Joseph Delaunay
(Lettre juillet 2014)
Yport est effectivement un exemple en matière d’aménagement et de protection du Patrimoine.
C’est un charmant petit village qui a su conserver et entretenir les règles d’une architecture qui en fait sa personnalité. « Les Yportais en ont une qui leur est propre, qui les rend attachants et déterminés ». L’histoire de la construction de leur église en témoigne.
Le livre de Joseph DELAUNAY paru en 1994, Yport commerçants, artisans, petits métiers d’hier… d’aujourd’hui en fixe bien la nature. Les Fêtes du 15 août chaque année représente un évènement régional. On parle encore de l’année 1992 à Yport qui a marqué le 150ème anniversaire de sa création, avec quelques bénévoles engagés comme Alain Bergebosc, Joseph Delaunay, Francis Granguillot, A.F Lemarchand, JP Lethuillier, et Pascal Vaudry.
Il est agréable de musarder et de se laisser descendre vers la mer à travers les rues qui rayonnent d’une véritable unité architecturale et puis on constate une prise de conscience chez les propriétaires qui restaurent leurs façades dans le souci du passé, en disant « cela nous coûte plus cher mais c’est tellement mieux ! ».
Joseph Delaunay en commençant son livre propose de découvrir le village à partir de la rue du Docteur Gouverne, ce qui offre un réel intérêt, mais la vue d’Yport que nous proposons du milieu de la côte Yport/Vattetot est saisissante par l’unité de ses toitures ce qui en fait un véritable chef d’œuvre d’unité architecturale.

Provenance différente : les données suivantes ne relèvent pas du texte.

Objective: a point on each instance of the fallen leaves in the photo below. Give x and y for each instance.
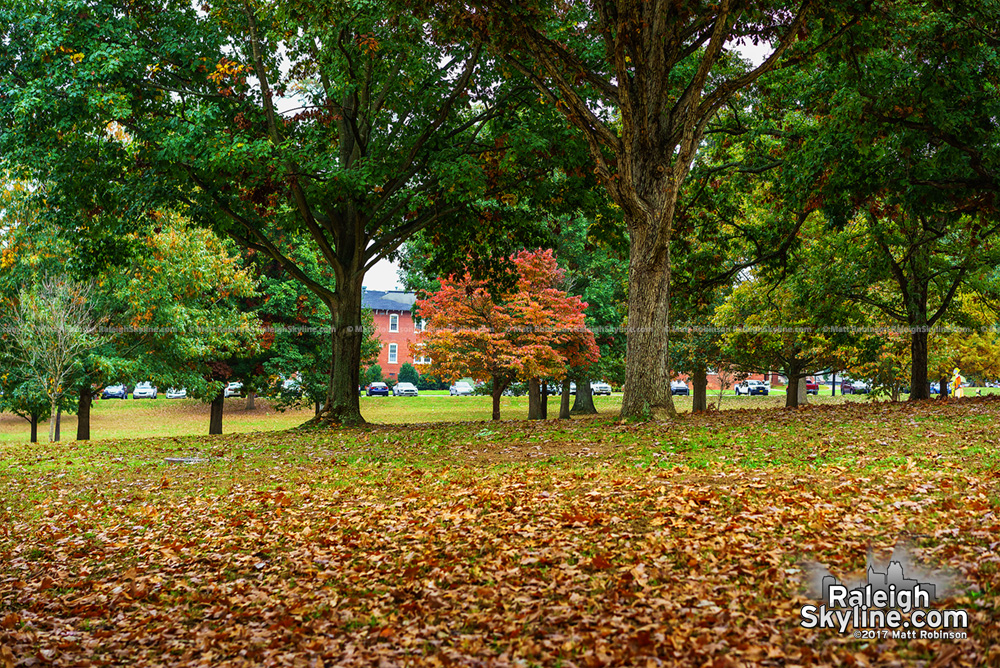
(573, 564)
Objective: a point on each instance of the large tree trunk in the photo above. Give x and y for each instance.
(792, 390)
(584, 402)
(564, 400)
(83, 414)
(215, 419)
(647, 357)
(700, 381)
(498, 388)
(534, 400)
(919, 383)
(342, 406)
(53, 416)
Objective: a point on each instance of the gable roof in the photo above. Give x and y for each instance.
(392, 300)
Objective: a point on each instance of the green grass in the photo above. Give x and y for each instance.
(152, 418)
(451, 531)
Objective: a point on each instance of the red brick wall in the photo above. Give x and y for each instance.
(403, 338)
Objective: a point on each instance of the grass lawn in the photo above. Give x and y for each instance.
(461, 541)
(147, 418)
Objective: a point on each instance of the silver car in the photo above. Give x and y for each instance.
(461, 388)
(404, 390)
(144, 391)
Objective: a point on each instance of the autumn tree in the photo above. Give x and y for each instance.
(53, 325)
(642, 81)
(531, 330)
(338, 122)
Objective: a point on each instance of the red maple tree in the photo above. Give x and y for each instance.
(532, 330)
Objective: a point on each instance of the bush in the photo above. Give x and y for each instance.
(409, 374)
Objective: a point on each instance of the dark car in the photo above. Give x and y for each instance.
(849, 386)
(752, 387)
(115, 392)
(378, 390)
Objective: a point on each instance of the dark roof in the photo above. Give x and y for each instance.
(393, 300)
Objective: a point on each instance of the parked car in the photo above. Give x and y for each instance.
(849, 386)
(600, 387)
(750, 387)
(378, 390)
(679, 387)
(461, 388)
(144, 391)
(404, 390)
(114, 392)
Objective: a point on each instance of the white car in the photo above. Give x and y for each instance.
(461, 388)
(404, 390)
(144, 391)
(749, 387)
(600, 388)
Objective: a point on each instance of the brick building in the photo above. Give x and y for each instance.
(395, 327)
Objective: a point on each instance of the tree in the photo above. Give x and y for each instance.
(771, 329)
(51, 328)
(529, 331)
(904, 163)
(169, 303)
(642, 81)
(340, 123)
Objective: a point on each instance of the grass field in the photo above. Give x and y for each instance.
(147, 418)
(554, 543)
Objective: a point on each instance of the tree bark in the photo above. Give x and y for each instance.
(83, 414)
(564, 400)
(584, 402)
(647, 357)
(53, 414)
(792, 390)
(498, 387)
(342, 406)
(215, 420)
(534, 400)
(919, 383)
(699, 379)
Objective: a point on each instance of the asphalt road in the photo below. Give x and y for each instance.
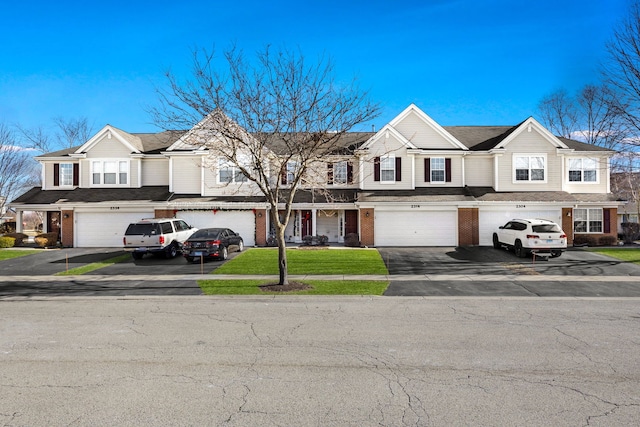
(319, 361)
(477, 271)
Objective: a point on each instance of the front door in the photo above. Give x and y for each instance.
(350, 222)
(53, 223)
(307, 223)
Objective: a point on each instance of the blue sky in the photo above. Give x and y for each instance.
(462, 62)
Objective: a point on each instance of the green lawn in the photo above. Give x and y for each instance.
(13, 253)
(629, 255)
(302, 261)
(306, 261)
(94, 266)
(320, 287)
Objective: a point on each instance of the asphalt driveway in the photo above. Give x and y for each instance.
(485, 271)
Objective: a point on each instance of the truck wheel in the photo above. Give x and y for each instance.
(171, 251)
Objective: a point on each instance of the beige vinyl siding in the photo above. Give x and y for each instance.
(421, 134)
(600, 186)
(387, 146)
(478, 171)
(155, 172)
(530, 143)
(456, 172)
(109, 149)
(186, 175)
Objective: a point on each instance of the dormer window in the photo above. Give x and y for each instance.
(110, 172)
(529, 168)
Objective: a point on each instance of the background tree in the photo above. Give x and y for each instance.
(280, 116)
(18, 170)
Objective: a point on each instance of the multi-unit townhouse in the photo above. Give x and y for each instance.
(412, 183)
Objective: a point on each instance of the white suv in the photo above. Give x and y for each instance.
(538, 236)
(156, 235)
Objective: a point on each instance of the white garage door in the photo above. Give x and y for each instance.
(97, 229)
(242, 222)
(490, 219)
(416, 228)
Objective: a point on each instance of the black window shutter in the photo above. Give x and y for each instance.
(56, 174)
(427, 170)
(76, 174)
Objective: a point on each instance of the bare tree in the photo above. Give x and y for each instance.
(17, 168)
(280, 116)
(558, 112)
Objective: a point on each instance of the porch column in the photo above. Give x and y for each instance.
(18, 221)
(314, 222)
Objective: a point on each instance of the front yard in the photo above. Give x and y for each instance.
(302, 262)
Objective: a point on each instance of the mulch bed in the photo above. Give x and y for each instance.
(291, 287)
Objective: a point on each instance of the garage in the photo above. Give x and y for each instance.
(490, 218)
(416, 228)
(242, 222)
(96, 229)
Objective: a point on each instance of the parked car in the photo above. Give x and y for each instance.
(156, 236)
(212, 243)
(526, 236)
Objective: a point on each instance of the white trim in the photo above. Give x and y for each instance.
(529, 181)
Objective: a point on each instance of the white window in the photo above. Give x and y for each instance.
(229, 172)
(388, 169)
(437, 169)
(340, 173)
(529, 168)
(110, 172)
(587, 220)
(66, 174)
(583, 170)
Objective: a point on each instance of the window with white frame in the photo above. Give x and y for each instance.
(66, 174)
(529, 168)
(437, 169)
(110, 172)
(583, 170)
(340, 172)
(229, 172)
(388, 169)
(587, 220)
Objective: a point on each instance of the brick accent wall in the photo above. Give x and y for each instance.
(164, 213)
(567, 224)
(66, 229)
(468, 227)
(261, 227)
(613, 222)
(367, 237)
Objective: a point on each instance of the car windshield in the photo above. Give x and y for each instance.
(141, 229)
(546, 228)
(206, 234)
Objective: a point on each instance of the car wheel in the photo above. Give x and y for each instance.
(171, 251)
(496, 242)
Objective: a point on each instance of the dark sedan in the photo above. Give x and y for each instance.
(212, 243)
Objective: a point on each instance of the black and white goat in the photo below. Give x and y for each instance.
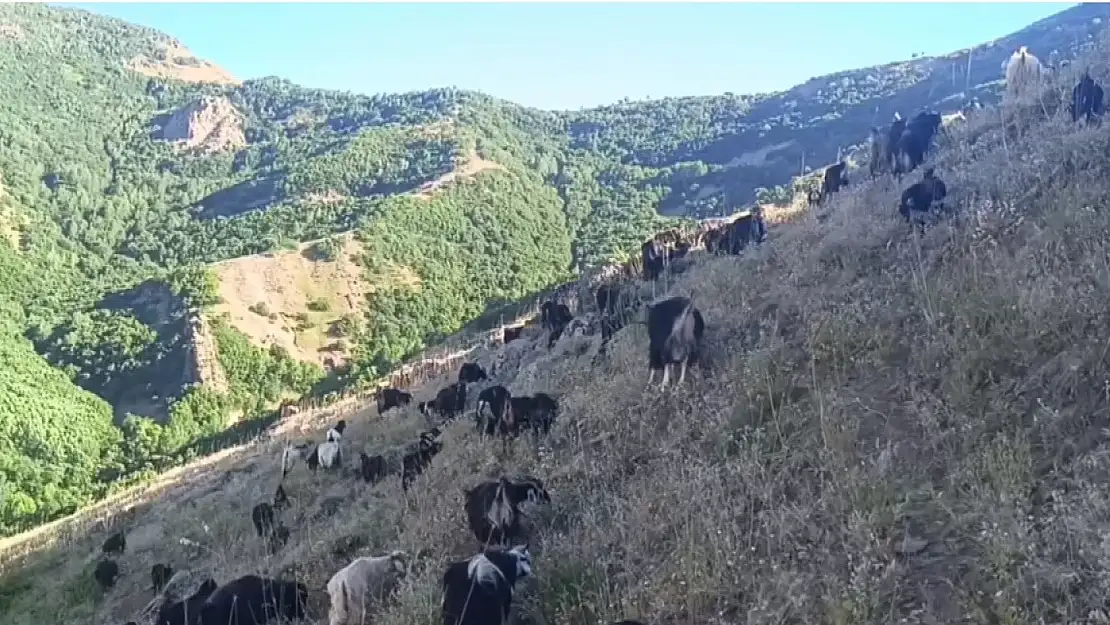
(493, 507)
(674, 328)
(480, 591)
(496, 397)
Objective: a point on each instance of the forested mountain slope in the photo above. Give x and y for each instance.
(128, 165)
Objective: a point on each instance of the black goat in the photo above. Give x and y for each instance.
(536, 412)
(916, 141)
(115, 543)
(334, 434)
(493, 507)
(480, 591)
(106, 573)
(740, 233)
(496, 397)
(450, 402)
(187, 612)
(253, 601)
(835, 179)
(919, 199)
(510, 334)
(392, 397)
(674, 330)
(1087, 100)
(160, 575)
(471, 372)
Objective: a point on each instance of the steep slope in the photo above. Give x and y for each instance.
(909, 427)
(121, 188)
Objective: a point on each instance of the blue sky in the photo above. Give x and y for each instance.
(566, 56)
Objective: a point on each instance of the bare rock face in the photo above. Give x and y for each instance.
(208, 125)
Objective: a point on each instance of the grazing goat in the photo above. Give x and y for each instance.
(262, 516)
(480, 591)
(363, 582)
(536, 412)
(329, 455)
(674, 330)
(1023, 76)
(160, 575)
(1087, 100)
(496, 397)
(253, 601)
(510, 334)
(334, 434)
(188, 611)
(372, 467)
(916, 141)
(918, 200)
(607, 296)
(471, 372)
(738, 234)
(493, 507)
(414, 463)
(834, 180)
(450, 402)
(654, 256)
(392, 397)
(106, 573)
(115, 543)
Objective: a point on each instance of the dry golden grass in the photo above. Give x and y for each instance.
(178, 62)
(891, 429)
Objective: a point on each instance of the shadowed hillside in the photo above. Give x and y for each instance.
(150, 165)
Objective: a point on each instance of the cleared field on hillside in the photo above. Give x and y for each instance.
(294, 299)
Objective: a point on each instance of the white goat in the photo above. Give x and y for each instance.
(1023, 76)
(363, 582)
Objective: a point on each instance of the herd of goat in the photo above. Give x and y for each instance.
(478, 591)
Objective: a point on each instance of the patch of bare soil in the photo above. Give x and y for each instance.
(467, 169)
(174, 61)
(288, 299)
(207, 125)
(11, 32)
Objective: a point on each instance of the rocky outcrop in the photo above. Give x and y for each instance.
(207, 125)
(170, 59)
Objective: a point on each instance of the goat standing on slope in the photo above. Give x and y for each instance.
(675, 330)
(363, 582)
(493, 507)
(480, 591)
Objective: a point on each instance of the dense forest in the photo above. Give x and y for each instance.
(107, 225)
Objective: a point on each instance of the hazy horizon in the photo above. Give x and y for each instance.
(569, 56)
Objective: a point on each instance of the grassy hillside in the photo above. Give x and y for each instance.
(129, 167)
(889, 429)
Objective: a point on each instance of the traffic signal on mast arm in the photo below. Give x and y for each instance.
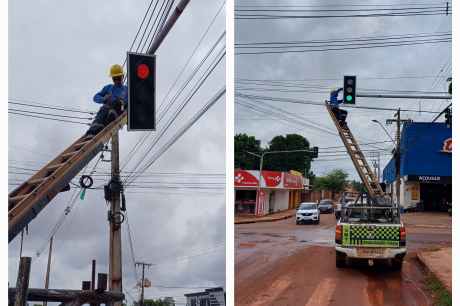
(314, 152)
(141, 92)
(349, 89)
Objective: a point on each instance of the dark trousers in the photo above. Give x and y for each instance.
(104, 116)
(340, 114)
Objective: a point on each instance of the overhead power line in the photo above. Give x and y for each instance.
(325, 48)
(47, 106)
(307, 102)
(392, 12)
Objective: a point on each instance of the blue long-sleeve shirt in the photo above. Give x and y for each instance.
(333, 99)
(116, 92)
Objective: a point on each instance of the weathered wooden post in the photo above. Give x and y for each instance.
(22, 284)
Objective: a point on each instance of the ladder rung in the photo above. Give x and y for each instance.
(37, 181)
(69, 154)
(80, 144)
(54, 167)
(18, 198)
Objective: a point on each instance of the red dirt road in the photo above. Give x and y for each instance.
(280, 263)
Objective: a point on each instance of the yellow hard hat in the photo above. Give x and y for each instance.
(116, 70)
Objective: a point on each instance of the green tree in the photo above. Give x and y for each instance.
(243, 144)
(299, 161)
(335, 181)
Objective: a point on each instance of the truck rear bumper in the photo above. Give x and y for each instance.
(371, 253)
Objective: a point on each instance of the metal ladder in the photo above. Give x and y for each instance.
(28, 199)
(368, 177)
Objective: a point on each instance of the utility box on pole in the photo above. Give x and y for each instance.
(141, 92)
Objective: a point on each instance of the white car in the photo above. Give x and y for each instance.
(307, 211)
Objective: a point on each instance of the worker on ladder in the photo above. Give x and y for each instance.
(114, 99)
(340, 114)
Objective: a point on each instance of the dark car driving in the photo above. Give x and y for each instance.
(326, 206)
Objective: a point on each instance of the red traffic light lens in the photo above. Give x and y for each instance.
(143, 71)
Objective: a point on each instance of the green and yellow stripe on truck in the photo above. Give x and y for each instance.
(372, 236)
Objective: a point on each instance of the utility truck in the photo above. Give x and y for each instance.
(368, 231)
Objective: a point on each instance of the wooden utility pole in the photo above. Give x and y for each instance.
(143, 264)
(115, 262)
(48, 268)
(22, 284)
(397, 153)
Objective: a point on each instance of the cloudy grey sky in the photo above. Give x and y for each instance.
(59, 54)
(378, 68)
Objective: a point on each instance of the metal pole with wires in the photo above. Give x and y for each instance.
(115, 215)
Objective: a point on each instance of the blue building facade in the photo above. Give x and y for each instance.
(426, 166)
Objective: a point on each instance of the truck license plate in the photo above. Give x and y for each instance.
(370, 252)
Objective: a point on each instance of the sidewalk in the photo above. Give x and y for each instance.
(268, 218)
(439, 263)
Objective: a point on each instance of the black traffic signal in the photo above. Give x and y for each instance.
(314, 152)
(141, 92)
(349, 89)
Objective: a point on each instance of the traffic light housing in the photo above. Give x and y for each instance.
(314, 152)
(349, 89)
(141, 92)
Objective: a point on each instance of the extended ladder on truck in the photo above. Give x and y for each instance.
(27, 200)
(370, 181)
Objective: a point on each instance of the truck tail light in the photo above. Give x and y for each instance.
(402, 236)
(338, 233)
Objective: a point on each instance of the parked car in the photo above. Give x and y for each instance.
(307, 212)
(326, 206)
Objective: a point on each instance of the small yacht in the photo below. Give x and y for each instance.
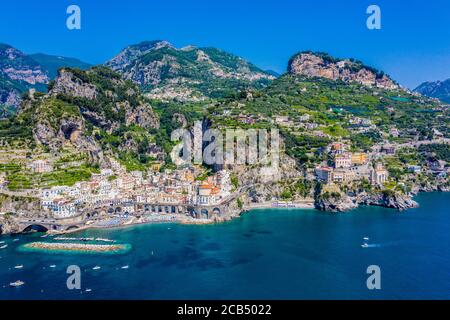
(17, 283)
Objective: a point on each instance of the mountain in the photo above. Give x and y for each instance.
(53, 63)
(92, 111)
(319, 64)
(187, 74)
(437, 89)
(20, 72)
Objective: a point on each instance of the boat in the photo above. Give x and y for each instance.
(17, 283)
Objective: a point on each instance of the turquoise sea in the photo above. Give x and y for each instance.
(266, 254)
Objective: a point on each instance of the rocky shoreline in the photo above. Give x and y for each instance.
(74, 247)
(343, 203)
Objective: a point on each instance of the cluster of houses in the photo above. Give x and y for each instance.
(348, 167)
(114, 186)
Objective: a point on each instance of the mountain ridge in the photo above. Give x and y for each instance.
(189, 73)
(20, 72)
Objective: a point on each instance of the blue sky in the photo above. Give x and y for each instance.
(413, 45)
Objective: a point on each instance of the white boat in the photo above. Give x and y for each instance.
(17, 283)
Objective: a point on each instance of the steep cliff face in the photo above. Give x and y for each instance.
(436, 89)
(322, 65)
(20, 72)
(94, 111)
(186, 74)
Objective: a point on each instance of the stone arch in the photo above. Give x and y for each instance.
(70, 131)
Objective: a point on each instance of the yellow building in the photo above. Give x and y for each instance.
(359, 158)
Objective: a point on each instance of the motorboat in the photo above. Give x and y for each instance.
(17, 283)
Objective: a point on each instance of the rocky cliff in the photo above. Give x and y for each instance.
(311, 64)
(435, 89)
(186, 74)
(20, 72)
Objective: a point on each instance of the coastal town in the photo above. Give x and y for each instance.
(96, 151)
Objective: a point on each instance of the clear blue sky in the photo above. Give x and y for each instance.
(413, 45)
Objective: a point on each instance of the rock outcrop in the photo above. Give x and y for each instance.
(341, 203)
(186, 74)
(311, 64)
(389, 200)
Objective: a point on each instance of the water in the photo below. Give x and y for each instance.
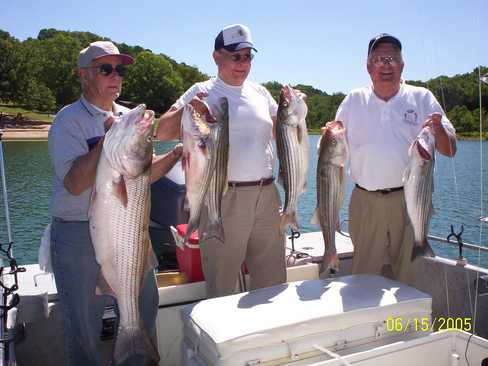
(457, 197)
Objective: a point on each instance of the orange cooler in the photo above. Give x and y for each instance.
(188, 254)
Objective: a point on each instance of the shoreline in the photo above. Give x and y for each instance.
(41, 134)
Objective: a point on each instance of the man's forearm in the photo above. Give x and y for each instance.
(82, 174)
(162, 164)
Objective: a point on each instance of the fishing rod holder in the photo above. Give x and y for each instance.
(461, 260)
(295, 254)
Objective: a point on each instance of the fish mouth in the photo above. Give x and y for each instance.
(335, 127)
(424, 154)
(285, 92)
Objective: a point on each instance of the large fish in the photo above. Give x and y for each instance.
(331, 185)
(293, 151)
(205, 156)
(418, 185)
(119, 219)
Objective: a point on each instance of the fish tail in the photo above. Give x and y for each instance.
(190, 228)
(290, 220)
(422, 250)
(134, 341)
(215, 230)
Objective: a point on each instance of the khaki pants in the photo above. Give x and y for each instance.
(382, 234)
(251, 220)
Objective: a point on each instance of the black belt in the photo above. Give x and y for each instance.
(262, 182)
(382, 191)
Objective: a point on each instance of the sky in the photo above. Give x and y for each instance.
(320, 43)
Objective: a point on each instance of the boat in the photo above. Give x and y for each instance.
(342, 319)
(312, 321)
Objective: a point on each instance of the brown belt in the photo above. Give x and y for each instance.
(382, 191)
(262, 182)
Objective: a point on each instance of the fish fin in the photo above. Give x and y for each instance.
(424, 250)
(406, 174)
(289, 220)
(134, 341)
(315, 218)
(121, 190)
(152, 260)
(215, 230)
(93, 198)
(190, 228)
(103, 288)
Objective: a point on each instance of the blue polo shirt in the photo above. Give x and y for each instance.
(75, 131)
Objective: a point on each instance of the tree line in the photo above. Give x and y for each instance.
(40, 74)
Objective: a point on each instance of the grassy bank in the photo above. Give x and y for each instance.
(27, 114)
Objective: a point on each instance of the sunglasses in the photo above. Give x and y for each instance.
(386, 60)
(108, 69)
(237, 57)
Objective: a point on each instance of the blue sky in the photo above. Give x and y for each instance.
(321, 43)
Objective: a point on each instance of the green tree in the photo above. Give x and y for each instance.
(152, 80)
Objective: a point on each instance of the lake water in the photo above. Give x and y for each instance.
(457, 197)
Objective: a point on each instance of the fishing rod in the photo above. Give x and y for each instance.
(9, 298)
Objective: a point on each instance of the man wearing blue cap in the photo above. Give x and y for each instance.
(251, 205)
(75, 144)
(382, 120)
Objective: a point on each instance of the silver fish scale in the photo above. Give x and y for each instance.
(196, 209)
(132, 238)
(290, 160)
(419, 188)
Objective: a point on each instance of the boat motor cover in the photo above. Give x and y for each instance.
(289, 319)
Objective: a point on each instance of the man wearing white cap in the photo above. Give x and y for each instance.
(250, 208)
(382, 120)
(75, 144)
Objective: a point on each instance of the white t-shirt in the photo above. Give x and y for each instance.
(251, 107)
(379, 133)
(75, 131)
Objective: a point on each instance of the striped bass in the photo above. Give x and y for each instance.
(418, 185)
(219, 183)
(293, 151)
(331, 185)
(119, 220)
(205, 156)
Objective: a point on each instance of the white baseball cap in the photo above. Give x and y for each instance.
(101, 49)
(234, 37)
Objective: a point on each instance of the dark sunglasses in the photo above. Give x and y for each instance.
(237, 57)
(107, 69)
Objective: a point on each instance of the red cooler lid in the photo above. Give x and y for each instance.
(193, 239)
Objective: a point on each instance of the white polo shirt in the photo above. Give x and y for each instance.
(76, 130)
(251, 107)
(380, 133)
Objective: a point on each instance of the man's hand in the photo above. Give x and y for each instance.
(199, 105)
(435, 121)
(327, 126)
(178, 150)
(108, 123)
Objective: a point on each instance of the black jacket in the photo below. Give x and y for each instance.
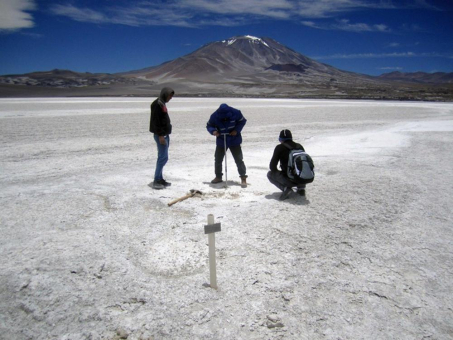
(281, 154)
(160, 120)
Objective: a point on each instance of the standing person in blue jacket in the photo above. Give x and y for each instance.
(230, 121)
(160, 125)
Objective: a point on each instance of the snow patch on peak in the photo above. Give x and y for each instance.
(229, 41)
(250, 37)
(256, 40)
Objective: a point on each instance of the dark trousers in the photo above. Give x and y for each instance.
(278, 179)
(236, 151)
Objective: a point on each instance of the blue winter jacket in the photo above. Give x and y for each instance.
(226, 119)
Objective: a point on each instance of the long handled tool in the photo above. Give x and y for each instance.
(191, 193)
(226, 162)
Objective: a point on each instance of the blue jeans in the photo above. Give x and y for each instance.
(162, 157)
(219, 155)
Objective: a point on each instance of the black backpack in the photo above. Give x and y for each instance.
(300, 165)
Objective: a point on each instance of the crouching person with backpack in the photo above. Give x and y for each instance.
(297, 168)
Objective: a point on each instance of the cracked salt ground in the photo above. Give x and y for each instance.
(89, 251)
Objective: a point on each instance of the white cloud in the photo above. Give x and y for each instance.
(385, 55)
(345, 25)
(14, 14)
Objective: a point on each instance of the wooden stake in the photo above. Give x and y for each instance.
(212, 264)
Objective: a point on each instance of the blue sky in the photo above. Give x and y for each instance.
(364, 36)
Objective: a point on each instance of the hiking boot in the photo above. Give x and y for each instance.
(156, 185)
(285, 193)
(164, 182)
(301, 192)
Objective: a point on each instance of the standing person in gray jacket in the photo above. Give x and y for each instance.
(160, 126)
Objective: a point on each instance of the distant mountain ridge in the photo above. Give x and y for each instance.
(62, 79)
(244, 66)
(419, 77)
(244, 56)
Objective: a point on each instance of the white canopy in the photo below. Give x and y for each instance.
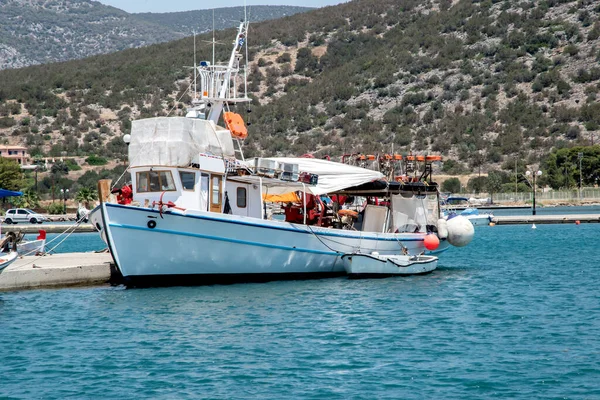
(176, 141)
(333, 176)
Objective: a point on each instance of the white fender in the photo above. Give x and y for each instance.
(442, 228)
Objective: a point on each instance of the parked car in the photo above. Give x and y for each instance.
(16, 215)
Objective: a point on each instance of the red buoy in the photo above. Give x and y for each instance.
(431, 242)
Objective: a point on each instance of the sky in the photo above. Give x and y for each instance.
(160, 6)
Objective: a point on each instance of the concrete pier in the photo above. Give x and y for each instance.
(546, 219)
(49, 228)
(58, 270)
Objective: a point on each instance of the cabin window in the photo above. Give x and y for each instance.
(216, 190)
(155, 181)
(241, 197)
(188, 180)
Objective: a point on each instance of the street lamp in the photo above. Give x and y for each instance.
(533, 174)
(65, 194)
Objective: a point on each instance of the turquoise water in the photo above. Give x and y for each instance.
(516, 314)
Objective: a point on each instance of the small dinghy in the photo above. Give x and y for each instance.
(7, 258)
(379, 266)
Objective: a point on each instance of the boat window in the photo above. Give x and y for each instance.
(241, 197)
(155, 181)
(216, 190)
(188, 179)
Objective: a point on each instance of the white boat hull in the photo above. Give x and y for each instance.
(479, 220)
(201, 247)
(32, 247)
(368, 265)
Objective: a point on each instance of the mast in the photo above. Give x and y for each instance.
(195, 69)
(223, 78)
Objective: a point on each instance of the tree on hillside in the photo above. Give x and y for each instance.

Yport : une commune de caractère !
(Lettre juillet 2014)
Le 18 avril 1842 est une date mémorable dans l’histoire de la bourgade. Ce village de pêcheurs, riche de 1600 âmes a obtenu son affranchissement vis-à-vis de Criquebeuf-en-Caux, commune d’à peine 300 habitants. Yport devenait commune par une ordonnance royale de Louis-Philippe dès le 1er janvier 1843. C’était une juste reconnaissance pour sa population qui avait œuvré pour obtenir son indépendance.
L’église Saint-Martin au cœur du village
Les Yportais, dotés d’un caractère bien trempé et décidé, ont entrepris de bâtir eux-mêmes leur église sur la suggestion d’un voyageur allemand, Jacob Wendey, en faisant référence aux habitants de Maison-Rouge près de Paris. L’édification d’un tel édifice trottait dans la tête des habitants depuis 1792. L’idée fit alors son chemin et neuf propriétaires yportais achetèrent une parcelle de 43 ares et 43 centiares (soit 4343 m2) payables en deux fois, le 14 février 1838 et le 10 février 1840.
A la fin de l’année 1838, grâce à la participation de tous, pêcheurs qui ramassaient moellons et cailloux sous les falaises, ceux qui par bateau ramenaient de Fécamp du bois de construction, maçons et charpentiers qui offraient leur savoir-faire et leur bras, mareyeurs et charpentiers qui prêtaient charrettes et chevaux, femmes et enfants devenus porteurs d’eau et qui gâchaient le mortier; l’église et son presbytère étaient presque achevés.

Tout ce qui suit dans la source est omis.